Space technology and earthquake observation
Earth observation satellites have opened a new window for seismological research, as images captured by spacecrafts allow scientists to accurately measure ground changes before and after the occurrence of an earthquake. This leads to a better understanding of shallow crustal tectonics, as well as improved quantification of seismic hazards. Let’s take a look at a recent example of an earthquake surveyed from space.
Mapping of the June 2020 Oaxaca earthquake
A 7.4-magnitude earthquake, originating at an indicated depth of 26 km, struck offshore Oaxaca Mexico on the morning of June 23rd, 2020. Widely felt, the tremor damaged hundreds of buildings, caused casualties and triggered powerful aftershocks as well as a tsunami warning, all prompting evacuations within the region. The cause of the Oaxaca earthquake is the convergence between the oceanic Cocos Plate and the continental North American plate.
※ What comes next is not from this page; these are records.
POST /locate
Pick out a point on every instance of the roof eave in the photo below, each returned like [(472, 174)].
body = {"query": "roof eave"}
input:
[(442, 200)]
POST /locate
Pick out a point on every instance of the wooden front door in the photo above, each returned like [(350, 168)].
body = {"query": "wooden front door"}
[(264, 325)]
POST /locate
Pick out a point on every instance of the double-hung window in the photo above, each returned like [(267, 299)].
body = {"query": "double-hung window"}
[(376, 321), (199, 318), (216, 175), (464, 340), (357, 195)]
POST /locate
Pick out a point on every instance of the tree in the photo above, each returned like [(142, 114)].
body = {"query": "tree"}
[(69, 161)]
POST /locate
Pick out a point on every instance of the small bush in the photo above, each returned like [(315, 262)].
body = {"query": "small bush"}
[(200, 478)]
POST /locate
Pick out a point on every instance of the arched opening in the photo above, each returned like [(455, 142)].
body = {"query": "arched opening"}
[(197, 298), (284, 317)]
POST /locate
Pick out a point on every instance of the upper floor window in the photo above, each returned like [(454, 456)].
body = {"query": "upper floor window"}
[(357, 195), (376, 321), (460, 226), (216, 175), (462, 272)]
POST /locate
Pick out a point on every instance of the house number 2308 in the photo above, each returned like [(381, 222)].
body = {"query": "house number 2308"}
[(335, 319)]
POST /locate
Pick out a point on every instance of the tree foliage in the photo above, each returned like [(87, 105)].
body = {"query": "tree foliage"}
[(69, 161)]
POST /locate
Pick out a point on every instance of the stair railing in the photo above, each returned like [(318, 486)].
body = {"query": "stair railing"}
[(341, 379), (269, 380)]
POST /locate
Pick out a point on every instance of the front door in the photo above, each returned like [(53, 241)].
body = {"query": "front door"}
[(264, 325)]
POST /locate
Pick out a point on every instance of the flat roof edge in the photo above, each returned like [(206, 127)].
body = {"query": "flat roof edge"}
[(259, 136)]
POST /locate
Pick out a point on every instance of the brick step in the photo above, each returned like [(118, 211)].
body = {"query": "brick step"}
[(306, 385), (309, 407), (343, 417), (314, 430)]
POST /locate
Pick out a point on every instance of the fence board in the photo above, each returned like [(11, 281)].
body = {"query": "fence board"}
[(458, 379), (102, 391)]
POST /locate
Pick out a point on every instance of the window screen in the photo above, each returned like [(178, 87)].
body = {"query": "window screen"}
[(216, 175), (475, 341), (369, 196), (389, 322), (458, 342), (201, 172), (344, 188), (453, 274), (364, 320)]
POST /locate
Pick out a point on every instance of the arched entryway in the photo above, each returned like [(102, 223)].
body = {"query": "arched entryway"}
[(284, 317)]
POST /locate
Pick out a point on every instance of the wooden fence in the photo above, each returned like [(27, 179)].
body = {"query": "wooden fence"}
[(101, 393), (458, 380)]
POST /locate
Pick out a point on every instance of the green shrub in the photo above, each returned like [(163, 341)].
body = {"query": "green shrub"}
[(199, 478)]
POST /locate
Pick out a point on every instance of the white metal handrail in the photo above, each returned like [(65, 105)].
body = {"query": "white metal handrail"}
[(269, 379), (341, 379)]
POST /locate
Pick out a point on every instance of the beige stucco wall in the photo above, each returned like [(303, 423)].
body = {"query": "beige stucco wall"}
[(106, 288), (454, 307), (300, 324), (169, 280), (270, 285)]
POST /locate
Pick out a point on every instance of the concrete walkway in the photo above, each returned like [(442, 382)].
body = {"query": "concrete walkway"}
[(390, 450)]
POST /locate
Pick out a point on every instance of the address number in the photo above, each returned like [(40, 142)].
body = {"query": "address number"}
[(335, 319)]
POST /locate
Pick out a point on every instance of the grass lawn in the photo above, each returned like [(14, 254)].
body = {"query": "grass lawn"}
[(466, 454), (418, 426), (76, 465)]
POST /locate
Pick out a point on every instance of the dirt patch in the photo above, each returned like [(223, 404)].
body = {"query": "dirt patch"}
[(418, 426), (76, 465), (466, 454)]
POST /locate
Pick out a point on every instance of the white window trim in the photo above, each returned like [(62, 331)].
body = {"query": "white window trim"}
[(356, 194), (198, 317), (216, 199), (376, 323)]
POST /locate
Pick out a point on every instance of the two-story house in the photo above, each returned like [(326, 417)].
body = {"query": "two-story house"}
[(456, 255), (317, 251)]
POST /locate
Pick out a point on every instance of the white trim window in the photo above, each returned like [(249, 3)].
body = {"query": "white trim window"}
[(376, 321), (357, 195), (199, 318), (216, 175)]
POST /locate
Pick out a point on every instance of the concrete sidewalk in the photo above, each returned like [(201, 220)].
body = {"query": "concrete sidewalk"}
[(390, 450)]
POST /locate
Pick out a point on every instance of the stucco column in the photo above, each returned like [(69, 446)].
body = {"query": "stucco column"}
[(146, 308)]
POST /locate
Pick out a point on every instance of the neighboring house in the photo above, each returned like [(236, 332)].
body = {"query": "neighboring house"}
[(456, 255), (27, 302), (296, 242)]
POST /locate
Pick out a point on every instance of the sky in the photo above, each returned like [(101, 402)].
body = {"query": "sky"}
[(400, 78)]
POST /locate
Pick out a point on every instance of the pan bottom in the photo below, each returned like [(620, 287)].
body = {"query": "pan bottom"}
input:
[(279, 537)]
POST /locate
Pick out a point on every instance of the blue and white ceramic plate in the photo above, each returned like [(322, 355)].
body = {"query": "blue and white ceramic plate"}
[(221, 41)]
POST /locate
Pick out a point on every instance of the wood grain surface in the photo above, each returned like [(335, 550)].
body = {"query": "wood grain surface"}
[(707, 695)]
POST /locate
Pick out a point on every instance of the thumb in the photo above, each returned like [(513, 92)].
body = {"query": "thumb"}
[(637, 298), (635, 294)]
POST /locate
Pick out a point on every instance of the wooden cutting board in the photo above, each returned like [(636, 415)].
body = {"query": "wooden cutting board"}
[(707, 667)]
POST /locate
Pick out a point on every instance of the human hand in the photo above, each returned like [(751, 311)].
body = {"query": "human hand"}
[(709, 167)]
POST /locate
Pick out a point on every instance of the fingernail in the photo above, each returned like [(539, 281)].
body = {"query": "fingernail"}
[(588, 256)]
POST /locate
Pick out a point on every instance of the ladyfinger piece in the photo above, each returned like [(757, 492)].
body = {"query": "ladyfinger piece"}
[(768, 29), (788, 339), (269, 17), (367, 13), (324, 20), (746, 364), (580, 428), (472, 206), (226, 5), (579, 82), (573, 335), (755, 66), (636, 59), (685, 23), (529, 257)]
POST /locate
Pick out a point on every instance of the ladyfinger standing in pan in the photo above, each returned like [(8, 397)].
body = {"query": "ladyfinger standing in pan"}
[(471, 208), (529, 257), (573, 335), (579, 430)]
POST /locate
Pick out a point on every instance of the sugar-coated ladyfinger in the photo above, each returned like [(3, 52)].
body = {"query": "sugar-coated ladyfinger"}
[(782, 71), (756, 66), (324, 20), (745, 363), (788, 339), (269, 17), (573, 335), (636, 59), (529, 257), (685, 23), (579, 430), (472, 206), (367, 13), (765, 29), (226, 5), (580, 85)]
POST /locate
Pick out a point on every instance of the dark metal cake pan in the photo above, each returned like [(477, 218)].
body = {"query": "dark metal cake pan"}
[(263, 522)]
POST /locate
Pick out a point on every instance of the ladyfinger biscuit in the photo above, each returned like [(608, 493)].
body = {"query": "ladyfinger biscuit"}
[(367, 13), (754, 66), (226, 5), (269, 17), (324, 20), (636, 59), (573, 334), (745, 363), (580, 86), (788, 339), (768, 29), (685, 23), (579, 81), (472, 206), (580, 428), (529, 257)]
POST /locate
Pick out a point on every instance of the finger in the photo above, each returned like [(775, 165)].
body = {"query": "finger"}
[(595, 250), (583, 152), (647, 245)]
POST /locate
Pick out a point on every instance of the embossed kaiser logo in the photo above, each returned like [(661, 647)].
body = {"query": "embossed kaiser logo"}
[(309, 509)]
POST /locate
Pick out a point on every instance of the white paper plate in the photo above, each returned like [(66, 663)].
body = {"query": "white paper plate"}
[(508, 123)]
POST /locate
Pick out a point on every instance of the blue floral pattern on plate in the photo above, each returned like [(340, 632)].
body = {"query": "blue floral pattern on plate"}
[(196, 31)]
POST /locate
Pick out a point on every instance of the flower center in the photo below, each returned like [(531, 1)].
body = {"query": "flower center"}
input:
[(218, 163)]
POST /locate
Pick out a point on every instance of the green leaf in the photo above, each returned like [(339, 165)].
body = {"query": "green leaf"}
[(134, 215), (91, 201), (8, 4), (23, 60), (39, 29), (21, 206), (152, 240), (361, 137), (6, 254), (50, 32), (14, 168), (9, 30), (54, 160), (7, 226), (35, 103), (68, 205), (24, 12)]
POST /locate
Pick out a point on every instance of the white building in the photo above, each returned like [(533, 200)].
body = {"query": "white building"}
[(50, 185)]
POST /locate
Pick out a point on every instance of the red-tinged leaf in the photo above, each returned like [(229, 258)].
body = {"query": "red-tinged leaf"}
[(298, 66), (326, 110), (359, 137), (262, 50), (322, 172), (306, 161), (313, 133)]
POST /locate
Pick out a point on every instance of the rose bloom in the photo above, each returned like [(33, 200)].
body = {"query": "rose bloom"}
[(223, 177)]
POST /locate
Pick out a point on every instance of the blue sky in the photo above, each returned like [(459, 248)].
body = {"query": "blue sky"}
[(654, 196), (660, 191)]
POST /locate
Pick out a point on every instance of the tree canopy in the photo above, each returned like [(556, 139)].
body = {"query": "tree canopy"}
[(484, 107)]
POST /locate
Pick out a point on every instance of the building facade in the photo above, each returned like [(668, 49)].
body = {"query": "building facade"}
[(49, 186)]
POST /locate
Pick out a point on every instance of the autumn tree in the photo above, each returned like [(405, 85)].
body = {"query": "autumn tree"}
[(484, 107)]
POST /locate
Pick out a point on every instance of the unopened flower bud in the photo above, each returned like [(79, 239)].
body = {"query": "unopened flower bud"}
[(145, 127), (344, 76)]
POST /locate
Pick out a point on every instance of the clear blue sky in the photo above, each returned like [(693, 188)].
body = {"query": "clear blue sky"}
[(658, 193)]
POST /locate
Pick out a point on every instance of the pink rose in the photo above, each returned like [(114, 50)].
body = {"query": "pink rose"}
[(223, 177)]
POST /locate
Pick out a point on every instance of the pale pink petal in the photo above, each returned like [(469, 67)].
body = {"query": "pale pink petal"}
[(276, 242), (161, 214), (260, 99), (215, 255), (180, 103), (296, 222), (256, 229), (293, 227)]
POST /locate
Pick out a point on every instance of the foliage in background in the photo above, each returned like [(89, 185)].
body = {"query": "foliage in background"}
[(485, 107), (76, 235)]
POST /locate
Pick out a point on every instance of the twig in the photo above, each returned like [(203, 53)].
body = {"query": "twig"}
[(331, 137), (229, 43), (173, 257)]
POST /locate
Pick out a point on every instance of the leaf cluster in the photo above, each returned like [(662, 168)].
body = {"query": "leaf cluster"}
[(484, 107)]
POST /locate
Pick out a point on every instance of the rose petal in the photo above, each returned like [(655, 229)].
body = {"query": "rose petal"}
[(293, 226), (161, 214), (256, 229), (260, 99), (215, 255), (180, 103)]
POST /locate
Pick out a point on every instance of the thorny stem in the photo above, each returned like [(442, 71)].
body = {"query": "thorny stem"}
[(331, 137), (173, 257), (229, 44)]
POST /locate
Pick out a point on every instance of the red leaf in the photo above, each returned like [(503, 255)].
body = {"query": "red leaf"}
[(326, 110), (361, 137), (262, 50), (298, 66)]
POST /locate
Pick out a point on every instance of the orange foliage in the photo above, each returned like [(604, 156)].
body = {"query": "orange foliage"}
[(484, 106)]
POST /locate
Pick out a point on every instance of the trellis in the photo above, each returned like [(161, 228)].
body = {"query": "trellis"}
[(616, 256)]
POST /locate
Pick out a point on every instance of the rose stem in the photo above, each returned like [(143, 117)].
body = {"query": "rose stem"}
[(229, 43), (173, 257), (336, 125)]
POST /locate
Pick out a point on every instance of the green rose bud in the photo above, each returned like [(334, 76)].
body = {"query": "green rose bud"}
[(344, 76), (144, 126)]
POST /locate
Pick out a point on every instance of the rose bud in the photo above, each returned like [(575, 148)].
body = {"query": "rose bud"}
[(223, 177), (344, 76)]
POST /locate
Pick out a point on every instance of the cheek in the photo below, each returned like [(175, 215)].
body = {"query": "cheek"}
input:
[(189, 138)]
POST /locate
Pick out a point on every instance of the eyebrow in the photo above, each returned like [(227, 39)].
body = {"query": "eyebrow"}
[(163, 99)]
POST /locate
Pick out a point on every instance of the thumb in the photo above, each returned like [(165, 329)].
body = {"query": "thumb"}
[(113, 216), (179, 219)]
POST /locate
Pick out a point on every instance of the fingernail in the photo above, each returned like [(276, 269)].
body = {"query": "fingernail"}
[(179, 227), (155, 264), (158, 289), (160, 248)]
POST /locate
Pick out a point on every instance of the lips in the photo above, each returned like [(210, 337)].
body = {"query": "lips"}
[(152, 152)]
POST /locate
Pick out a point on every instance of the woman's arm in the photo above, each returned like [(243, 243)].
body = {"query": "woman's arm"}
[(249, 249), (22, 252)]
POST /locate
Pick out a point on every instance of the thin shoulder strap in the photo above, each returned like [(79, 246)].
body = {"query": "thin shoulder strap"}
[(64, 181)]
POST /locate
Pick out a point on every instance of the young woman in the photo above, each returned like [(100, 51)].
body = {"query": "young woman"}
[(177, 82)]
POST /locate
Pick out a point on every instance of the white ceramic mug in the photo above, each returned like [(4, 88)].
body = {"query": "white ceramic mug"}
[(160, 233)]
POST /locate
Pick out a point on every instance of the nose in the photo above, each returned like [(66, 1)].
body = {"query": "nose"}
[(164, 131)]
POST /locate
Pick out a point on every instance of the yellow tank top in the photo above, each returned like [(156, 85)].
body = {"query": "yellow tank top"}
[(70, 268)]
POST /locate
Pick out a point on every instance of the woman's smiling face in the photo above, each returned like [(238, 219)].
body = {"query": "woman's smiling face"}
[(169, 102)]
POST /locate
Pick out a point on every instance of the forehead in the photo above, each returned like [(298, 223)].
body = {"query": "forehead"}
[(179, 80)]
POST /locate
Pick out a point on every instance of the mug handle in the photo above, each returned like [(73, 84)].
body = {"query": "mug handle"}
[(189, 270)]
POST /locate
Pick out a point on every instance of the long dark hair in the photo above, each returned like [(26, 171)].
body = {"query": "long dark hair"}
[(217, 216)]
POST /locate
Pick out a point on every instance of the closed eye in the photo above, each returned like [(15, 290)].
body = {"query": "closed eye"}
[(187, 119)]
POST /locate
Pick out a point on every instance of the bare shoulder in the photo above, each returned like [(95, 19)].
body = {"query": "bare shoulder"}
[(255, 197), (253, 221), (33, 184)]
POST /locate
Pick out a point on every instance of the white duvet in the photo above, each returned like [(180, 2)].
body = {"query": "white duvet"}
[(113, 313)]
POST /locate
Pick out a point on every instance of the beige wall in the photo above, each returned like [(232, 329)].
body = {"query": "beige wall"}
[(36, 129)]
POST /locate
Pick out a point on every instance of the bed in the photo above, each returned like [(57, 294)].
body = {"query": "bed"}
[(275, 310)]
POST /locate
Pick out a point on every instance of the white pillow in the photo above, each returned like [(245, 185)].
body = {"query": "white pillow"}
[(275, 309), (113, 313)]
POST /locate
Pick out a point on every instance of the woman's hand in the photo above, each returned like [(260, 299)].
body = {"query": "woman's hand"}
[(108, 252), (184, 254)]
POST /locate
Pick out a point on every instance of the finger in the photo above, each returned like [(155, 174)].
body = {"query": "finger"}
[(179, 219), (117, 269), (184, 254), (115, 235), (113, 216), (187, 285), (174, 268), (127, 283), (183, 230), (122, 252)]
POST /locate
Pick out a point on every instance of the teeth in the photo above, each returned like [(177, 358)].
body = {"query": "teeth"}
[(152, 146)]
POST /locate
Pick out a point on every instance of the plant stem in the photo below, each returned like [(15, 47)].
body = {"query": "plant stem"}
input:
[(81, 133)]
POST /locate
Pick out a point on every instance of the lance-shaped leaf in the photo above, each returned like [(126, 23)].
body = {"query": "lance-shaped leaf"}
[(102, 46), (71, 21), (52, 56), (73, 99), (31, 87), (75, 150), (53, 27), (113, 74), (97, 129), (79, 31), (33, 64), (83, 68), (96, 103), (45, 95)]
As the oceanic plate is being subducted beneath the continental one, stress builds up and powerful seismic occurrences are more than likely. Consequently, events such as the June 23rd one are not isolated and Mexico represents one of the most seismically active places on Earth.
Satellite data from ESA’s Copernicus Sentinel-1 satellites (Sentinel-1A and Sentinel-1B) has been used to examine the effects of the earthquake on ground. By combining retrieved imagery immediately before and after the quake, experts have created an interferogram which allows them to quantify the surface displacement in the radar line of sight (1/2 radar wavelength). As the spacecrafts flew both south to north and vice-versa, the ground movement was measured both on a vertical and on an east-west direction. By converting the results into meters, a surface displacement map was generated, illustrating the relative ground deformation caused by the seismic event. According to the map, ground deformation of up to 0.45m have been observed in the identified epicentre region, in La Crucecita city.
The Oaxaca study is just one of the many examples that demonstrates our capability of accurately measuring ground movements caused by continental earthquakes all around the globe within days. What is more, the mapping of earthquakes using satellite data is only at the beginning, as our technological capabilities will greatly improve over the upcoming decade with the next generation of satellites already being under development.
While forecasting earthquakes is likely impossible, being able to monitor Earth’s dynamic crust from space through satellites represents a valuable tool in improving our understanding of earthquakes and tectonics, offering much needed data that can be combined with airborne and ground-based measurements for the creation of more advanced geophysical models. Such models can take the scientific community one step closer towards a better quantification of geohazard risks, thus leading to improved natural disaster management and casualty prevention.